196.真ラストダンジョン(7)
気を取り直して、私たちは小会議を開始した。
「皆、いけそうかしら?」
「あのスピードなら、私は何とかなるかな? 問題は逃げ道が完全になくなった場合だけど、殲滅力は足りるかしら?」
「あの数はちょっと骨折れそうネ。でも、経験値美味しそうネ!」
「ジャン、経験値無いからこの世界」
「ぶぅ」
何だかんだで、移動中にしっかりと迫りくる脅威の確認をしていたようで一安心である。
流石に敵の陣形を空から目視しているかどうかでは、動きに違いが出てくるのだから。
「そっ、皆自衛しつつ殲滅出来る自信はありって事で良いわね?」
「「「勿論」」」
何とも頼もしい事で。
ハウルの捉えた数は百匹もの巨大蟻が居ると計測していた。
分布的に、3匹、4匹、5匹と数を増やしまるで弓をひいた様な陣形で迫ってきていた。
蟻などの敵は死体をも気にせず動く機動力が一番厄介で、完全に息の根を止めなければ最悪の地形となりえる。
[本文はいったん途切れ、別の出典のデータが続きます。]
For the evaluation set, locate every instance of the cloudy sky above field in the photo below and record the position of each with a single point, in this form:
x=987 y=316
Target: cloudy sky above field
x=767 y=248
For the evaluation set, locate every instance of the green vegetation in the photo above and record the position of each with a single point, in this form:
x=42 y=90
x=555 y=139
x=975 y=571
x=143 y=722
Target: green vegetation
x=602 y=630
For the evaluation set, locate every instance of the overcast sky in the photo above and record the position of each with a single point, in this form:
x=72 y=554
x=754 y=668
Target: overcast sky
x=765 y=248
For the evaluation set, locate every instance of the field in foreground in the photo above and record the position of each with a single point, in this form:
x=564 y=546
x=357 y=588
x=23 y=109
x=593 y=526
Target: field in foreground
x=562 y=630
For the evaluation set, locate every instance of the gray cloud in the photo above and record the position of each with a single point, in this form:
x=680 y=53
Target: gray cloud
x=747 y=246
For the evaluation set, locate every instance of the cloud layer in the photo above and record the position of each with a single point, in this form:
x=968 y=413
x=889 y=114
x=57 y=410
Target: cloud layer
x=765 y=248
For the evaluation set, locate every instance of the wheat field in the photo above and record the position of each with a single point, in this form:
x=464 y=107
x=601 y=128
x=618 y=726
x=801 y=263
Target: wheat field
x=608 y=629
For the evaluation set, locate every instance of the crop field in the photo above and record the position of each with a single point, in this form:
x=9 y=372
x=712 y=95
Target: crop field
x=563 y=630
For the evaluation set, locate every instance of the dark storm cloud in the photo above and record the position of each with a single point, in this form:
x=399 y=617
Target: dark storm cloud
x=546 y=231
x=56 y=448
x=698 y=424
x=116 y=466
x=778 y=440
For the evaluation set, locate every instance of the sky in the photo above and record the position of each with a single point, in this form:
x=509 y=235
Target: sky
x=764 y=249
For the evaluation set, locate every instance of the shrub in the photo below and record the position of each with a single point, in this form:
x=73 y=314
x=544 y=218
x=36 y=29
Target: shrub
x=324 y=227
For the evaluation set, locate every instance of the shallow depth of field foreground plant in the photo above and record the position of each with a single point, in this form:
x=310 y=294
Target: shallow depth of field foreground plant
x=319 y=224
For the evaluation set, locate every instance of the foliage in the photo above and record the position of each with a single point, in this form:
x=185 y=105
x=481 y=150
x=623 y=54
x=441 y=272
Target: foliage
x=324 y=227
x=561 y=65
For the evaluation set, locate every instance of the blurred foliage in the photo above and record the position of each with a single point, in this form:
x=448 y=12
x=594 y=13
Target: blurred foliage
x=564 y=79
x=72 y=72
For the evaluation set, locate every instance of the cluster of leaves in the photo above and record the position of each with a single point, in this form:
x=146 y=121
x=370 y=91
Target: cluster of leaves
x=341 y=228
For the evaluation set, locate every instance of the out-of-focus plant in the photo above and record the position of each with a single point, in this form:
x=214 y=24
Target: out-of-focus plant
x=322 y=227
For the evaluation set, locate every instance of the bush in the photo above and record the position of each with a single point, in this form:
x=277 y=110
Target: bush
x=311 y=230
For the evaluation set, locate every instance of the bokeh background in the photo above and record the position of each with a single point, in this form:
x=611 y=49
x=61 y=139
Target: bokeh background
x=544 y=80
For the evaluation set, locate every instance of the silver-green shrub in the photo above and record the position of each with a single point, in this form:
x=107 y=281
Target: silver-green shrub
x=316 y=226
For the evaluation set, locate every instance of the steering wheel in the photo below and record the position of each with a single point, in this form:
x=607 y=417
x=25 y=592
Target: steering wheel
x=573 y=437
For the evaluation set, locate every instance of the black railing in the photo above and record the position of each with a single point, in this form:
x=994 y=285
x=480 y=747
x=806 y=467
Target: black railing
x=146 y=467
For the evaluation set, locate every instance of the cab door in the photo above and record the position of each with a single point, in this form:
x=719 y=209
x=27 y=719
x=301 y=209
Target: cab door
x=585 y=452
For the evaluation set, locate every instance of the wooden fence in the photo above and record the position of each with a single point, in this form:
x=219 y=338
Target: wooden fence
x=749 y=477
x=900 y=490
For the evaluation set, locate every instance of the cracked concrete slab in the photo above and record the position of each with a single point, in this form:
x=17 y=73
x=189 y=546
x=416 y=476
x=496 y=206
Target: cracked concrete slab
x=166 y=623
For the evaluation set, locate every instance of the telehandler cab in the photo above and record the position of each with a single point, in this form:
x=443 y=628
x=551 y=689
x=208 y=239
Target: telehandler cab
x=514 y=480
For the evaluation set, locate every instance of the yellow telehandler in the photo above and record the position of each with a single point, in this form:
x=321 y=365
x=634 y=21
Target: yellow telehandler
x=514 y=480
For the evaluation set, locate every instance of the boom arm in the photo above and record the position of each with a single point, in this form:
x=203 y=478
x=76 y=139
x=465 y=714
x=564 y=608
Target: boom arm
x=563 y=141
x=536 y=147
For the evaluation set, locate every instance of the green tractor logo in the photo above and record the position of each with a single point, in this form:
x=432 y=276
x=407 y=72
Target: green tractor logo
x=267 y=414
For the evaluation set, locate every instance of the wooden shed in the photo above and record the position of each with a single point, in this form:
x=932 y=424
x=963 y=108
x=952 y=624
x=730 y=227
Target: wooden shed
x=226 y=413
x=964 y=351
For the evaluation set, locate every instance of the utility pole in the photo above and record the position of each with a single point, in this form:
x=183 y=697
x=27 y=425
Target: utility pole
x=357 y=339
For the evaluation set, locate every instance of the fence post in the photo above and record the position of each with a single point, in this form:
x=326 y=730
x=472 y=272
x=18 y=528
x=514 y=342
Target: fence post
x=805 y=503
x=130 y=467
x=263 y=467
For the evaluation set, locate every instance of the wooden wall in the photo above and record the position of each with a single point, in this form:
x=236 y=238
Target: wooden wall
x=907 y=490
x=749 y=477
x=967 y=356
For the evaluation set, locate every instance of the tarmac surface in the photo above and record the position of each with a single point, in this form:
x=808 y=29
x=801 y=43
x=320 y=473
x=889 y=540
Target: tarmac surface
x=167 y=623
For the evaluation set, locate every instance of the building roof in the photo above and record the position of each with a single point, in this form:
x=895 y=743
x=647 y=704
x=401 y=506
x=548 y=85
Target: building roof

しかし私たちの火力ではあの巨体の息の根を止めつつ殲滅するのは困難。
それでも、彼女たちは殲滅出来ると言う。
ふふ、面白いじゃないの。
「良いわ、それなら殲滅戦と行きましょう。まぁ、貴女達が殲滅しきれないようなら私がその全てを蹴散らすまでなのだけどね」
「私が最初に規定数を狩って、レースゲーマは何だって凄いってとこ示す!」
「高効率狩りとか私たちの十八番だし、負ける気がしないネ」
「領分。ハウルもいるから負ける気は全くしない」
「そっ、それじゃ」
ゴゴゴゴ、と地鳴りが近づいてくるのがわかる。
正面を向いた私達は、一斉に駆け出す。
「「「「「アリだー!」」」」
おまじないのようにそう声を上げるのを合図に、正面へ駆ける私とカタリナ。
そして両サイドへ展開して駆けるジャンとジェ。
戦略の言葉を交わすことも無く巨大蟻殲滅戦へと赴く。